As any good driver knows, tunes are crucial to complete the experience, and this game delivers in full force. Featuring over 97 songs distributed through different genres, there’s music within to please even the most discerning ear. However, many songs are from lesser-known artists such as Santogold, MGMT, and Kudu (a few of my favorites), but after showcasing such talent in a game that will see much exposure, the bands involved couldn’t have asked for better placement. Driving techno, raunchy rap, and even hardcore rock is available. If you don’t like a song? It’s simple–just remove it from your playlist. You can change what plays by selecting a genre or letting each song play. I found the tracklist to be infectiously catchy, and began seeking out the soundtrack after only a couple hours of play.

Since much of the single player story runs rather thin on real story and high on mission-based racing, Rockstar has implemented online gameplay that provides more fun after you’ve exhausted solitary options. Racing with friends is a breeze via the T-Mobile Sidekick, and if that’s not your thing, you can snap photos of your sweet ride with the Rate My Ride feature. This submits your photos (and your car for purchase, if you so choose) to the online Midnight Club community to score.
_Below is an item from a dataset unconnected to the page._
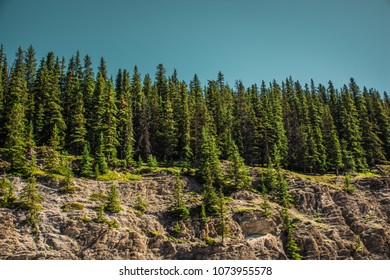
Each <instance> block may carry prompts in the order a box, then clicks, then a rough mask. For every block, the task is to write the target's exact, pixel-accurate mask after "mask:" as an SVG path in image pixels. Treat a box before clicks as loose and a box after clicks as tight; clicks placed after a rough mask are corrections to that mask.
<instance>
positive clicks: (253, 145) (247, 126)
mask: <svg viewBox="0 0 390 280" xmlns="http://www.w3.org/2000/svg"><path fill="white" fill-rule="evenodd" d="M236 90H237V92H236V96H235V106H234V114H233V115H234V120H235V123H234V130H233V139H234V142H235V143H236V144H237V146H238V149H239V151H240V154H241V155H242V156H243V158H244V160H245V162H246V163H247V164H253V162H254V161H255V160H256V159H255V158H254V157H253V155H255V154H256V152H255V149H256V147H255V143H256V141H255V138H256V125H257V120H256V114H255V112H254V108H253V107H252V106H251V103H250V101H249V97H248V94H247V93H246V92H245V88H244V85H243V84H242V82H241V81H238V82H237V83H236Z"/></svg>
This is an interesting take on customizing rides, and an invitation to spend more time and hard-earned cash on tricking out rides that would otherwise be plain and blah.

Overall, Midnight Club: Los Angeles is arguably the best entry into the series. Cars handle exceptionally well, the city is rendered beautifully, and there is a wide selection of music to accompany you while you’re serving up beatdowns to opponents. While the difficult does provide a disparaging amount of frustration for some gamers, it’s also a good motivator to keep you on your toes. Some gamers may find the small amount of cars available a turnoff, but there’s so many positive aspects of the game that it’s currently one of the best arcade racers available right now. The feeling of speed is alive and well. There’s never been a better time to experience the streets of Los Angeles.